69      En outre, il importe de rappeler que le même législateur n’a pas estimé que l’impossibilité matérielle de procéder à l’exécution de la décision de transfert devait être regardée comme étant de nature à justifier l’interruption ou la suspension du délai de transfert énoncé à l’article 29, paragraphe 1, du règlement Dublin III [voir, en ce sens, arrêt du 22 septembre 2022, Bundesrepublik Deutschland (Suspension administrative de la décision de transfert), C‑245/21 et C‑248/21, EU:C:2022:709, point 65 ainsi que jurisprudence citée].

70      La Cour a, de ce fait, jugé que le délai de transfert prévu à cette disposition devait être appliqué dans des situations où le transfert de la personne concernée était impossible [voir, en ce sens, arrêts du 16 février 2017, C. K. e.a., C‑578/16 PPU, EU:C:2017:127, point 89 ; du 31 mars 2022, Bundesamt für Fremdenwesen und Asyl e.a. (Placement d’un demandeur d’asile dans un hôpital psychiatrique), C‑231/21, EU:C:2022:237, point 62, ainsi que du 22 septembre 2022, Bundesrepublik Deutschland (Suspension administrative de la décision de transfert), C‑245/21 et C‑248/21, EU:C:2022:709, point 70].

71      Dans ces conditions, la circonstance que la personne concernée ait, durant sa fuite, introduit une nouvelle demande de protection internationale dans un État membre autre que l’État membre requérant ou qu’une nouvelle requête aux fins de reprise en charge ait été acceptée à la suite de l’introduction d’une telle demande n’est pas de nature, en l’absence de règle prévue à cette fin par le règlement Dublin III, à justifier l’interruption ou la prolongation d’un des délais impératifs prévus à l’article 29 de ce règlement. Une telle circonstance n’implique d’ailleurs aucunement que ladite personne reste durablement hors du territoire du premier État membre requérant et empêche ainsi celui-ci de procéder au transfert, comme l’illustrent les faits en cause au principal dans les affaires C‑323/21 et C‑324/21.

72      Il s’ensuit que, lorsque le délai de transfert résultant de l’acceptation d’une requête aux fins de reprise en charge formulée par un État membre requérant a expiré, la responsabilité d’examiner la demande de protection internationale est transférée, conformément à l’article 29, paragraphe 2, du règlement Dublin III, à cet État membre requérant, même si une nouvelle demande de protection internationale a, entretemps, été introduite dans un autre État membre ou si une nouvelle requête aux fins de reprise en charge a été acceptée à la suite de l’introduction d’une telle demande.

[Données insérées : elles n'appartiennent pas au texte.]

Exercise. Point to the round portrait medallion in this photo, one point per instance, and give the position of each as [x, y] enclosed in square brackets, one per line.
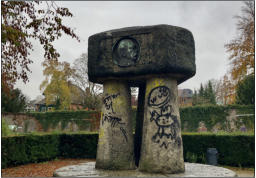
[126, 52]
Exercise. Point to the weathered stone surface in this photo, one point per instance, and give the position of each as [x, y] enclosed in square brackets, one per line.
[192, 170]
[115, 145]
[162, 149]
[141, 52]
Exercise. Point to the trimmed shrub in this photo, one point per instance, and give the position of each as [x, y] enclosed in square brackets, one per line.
[234, 150]
[29, 149]
[213, 114]
[51, 119]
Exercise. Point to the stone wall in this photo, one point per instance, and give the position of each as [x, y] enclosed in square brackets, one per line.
[23, 123]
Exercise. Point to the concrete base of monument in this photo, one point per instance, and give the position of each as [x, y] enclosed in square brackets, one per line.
[191, 170]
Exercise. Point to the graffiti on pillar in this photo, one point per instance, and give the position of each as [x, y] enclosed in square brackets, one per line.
[161, 113]
[110, 115]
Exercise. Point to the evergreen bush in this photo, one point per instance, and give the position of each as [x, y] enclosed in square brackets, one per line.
[234, 150]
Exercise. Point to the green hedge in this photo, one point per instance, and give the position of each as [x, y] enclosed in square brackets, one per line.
[213, 114]
[234, 150]
[51, 119]
[29, 149]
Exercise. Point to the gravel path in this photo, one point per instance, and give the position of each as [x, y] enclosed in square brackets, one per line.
[46, 169]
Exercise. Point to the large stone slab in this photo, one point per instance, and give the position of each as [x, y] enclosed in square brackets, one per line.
[141, 52]
[192, 170]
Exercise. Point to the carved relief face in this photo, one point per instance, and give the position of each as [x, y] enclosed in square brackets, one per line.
[126, 52]
[108, 102]
[159, 96]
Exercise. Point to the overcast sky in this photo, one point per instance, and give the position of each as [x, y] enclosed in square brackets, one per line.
[212, 24]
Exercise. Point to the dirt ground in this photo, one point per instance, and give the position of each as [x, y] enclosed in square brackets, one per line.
[46, 169]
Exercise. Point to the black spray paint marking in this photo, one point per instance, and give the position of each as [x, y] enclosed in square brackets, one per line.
[110, 115]
[161, 114]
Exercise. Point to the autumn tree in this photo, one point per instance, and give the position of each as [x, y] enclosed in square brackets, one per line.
[241, 48]
[246, 91]
[22, 21]
[56, 84]
[205, 95]
[13, 102]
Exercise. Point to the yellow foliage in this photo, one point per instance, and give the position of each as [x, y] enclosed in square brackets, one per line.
[241, 49]
[56, 85]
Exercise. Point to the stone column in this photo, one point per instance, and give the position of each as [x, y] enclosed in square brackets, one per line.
[139, 123]
[162, 150]
[115, 145]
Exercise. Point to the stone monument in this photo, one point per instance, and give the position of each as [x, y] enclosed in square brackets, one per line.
[156, 59]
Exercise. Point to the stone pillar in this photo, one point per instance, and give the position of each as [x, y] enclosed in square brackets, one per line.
[139, 123]
[115, 145]
[162, 150]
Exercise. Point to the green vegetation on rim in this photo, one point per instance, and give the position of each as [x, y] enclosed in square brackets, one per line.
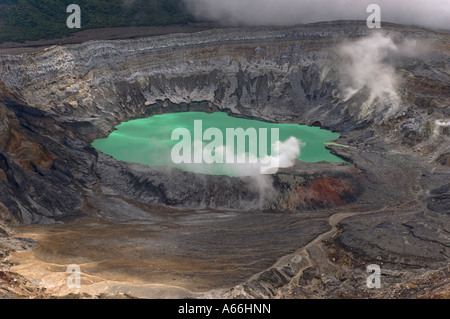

73      En troisième lieu, un transfert de la responsabilité d’examiner la demande de protection internationale introduite par un ressortissant d’un pays tiers, découlant de l’application des articles 23 ou 29 du règlement Dublin III, doit être dûment pris en compte par l’ensemble des États membres lors de la mise en œuvre d’éventuelles procédures de reprise en charge visant ce demandeur.

74      Il en découle, premièrement, que, dans la mesure où l’article 20, paragraphe 5, du règlement Dublin III ne s’applique, ainsi qu’il ressort du point 50 du présent arrêt, que lorsque l’État membre responsable de l’examen d’une demande de protection internationale n’a pas encore été déterminé, une requête aux fins de reprise en charge ne saurait être valablement adressée, conformément aux articles 18 et 23 de ce règlement, à l’État membre dans lequel un ressortissant d’un pays tiers a introduit sa première demande de protection internationale après que la responsabilité d’examiner cette demande a été transférée à un autre État membre. Dans un tel cas, c’est à ce dernier État membre que doit être adressée une éventuelle requête aux fins de reprise en charge.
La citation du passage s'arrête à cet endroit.